I
L'USAGE DE LA LANGUE
1. Comment maîtriser une langue? Comment
apprendre à la maîtriser?
Existent des quantités de manières
de s'y prendre, et s'il y avait vraiment une bonne, il n'y en aurait
pas tant.
La question se pose lorsqu'il s'agit d'apprendre
une autre langue que celle qu'on a apprise en naissant.

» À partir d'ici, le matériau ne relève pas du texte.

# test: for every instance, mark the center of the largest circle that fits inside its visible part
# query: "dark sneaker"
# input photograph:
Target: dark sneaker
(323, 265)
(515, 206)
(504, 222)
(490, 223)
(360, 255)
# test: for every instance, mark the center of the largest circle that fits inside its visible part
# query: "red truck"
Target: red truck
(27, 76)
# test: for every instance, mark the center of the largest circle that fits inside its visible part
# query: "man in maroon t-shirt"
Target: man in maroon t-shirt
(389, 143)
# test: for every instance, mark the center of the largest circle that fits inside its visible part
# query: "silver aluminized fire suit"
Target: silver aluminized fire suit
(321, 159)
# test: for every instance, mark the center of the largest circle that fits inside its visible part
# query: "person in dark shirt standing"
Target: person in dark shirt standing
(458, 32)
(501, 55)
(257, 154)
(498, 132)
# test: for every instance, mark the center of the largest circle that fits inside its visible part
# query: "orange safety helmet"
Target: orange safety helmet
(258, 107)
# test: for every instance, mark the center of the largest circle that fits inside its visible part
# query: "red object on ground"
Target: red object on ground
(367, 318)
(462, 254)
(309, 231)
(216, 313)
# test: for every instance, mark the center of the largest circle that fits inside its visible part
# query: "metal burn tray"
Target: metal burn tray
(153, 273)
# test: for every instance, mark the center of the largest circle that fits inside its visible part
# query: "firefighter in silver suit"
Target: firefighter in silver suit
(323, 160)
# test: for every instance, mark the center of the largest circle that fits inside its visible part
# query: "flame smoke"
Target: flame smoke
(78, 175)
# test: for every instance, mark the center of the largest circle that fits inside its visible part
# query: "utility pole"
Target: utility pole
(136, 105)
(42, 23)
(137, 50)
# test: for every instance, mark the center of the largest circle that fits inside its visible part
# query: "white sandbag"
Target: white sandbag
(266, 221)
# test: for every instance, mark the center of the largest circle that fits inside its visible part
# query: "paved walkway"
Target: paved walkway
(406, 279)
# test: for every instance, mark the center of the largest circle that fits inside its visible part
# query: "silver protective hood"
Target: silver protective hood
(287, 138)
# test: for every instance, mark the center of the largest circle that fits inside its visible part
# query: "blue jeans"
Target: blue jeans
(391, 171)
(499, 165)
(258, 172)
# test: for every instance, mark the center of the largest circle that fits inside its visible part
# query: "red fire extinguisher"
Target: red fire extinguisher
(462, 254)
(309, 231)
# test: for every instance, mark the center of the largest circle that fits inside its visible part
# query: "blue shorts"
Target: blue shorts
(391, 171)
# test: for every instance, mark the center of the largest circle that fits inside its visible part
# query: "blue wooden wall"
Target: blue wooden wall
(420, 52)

1.1. En manipulant des langues, je me suis
aperçu qu'une bonne méthode doit être
adaptée à la langue qu'on apprend. On n'apprend pas le
Latin comme le Japonais ou comme l'Arabe. On ne rencontre pas les
mêmes difficultés à apprendre ces langues
différentes. Conjugaison et déclinaisons sont une
réelle difficulté en Latin et en Arabe, alors que la
grammaire japonaise est plutôt simple. Cependant on peut sans
peine apprendre à lire et à écrire le Latin ou
l'Arabe, même si l'on ne comprend pas tous les mots qu'on lit
et qu'on écrit, alors que lire et écrire le Japonais
est bien plus difficile que le parler. Sans doute ne finit-on jamais
d'apprendre à écrire le Japonais, comme on n'en finit
jamais avec l'orthographe du Français.
1.1.1. Une bonne méthode doit être
aussi adaptée à la langue, ou aux langues, que l'on
connaît.
Aussi succinctes qu'elles aient été,
tout français a commencé d'apprendre au cours de ses
études au moins une langue étrangère. Il l'a
apprise dans des manuels écrits en Français et avec des
professeurs qui parlaient en Français. C'est un
problème tout autre qui se pose si l'on doit apprendre une
langue étrangère sans se servir de sa langue
maternelle.
Dans tous les cas, en apprenant une langue
étrangère nous nous servons de la ou des langues que
nous connaissons. La bonne méthode pour apprendre une langue
étrangère devrait donc être adaptée
à la langue maternelle.
1.1.2. Tout dépend aussi du rapport
entretenu avec sa propre langue maternelle.
On peut parfaitement savoir parler une langue sans
avoir une idée bien nette des règles de grammaire que
l'on emploie pourtant bien à son insu. Il est manifestement
inutile de savoir énoncer les règles que l'on emploie
automatiquement pour savoir bien parler. Heureusement, car aucun
être humain sinon n'aurait jamais su parler.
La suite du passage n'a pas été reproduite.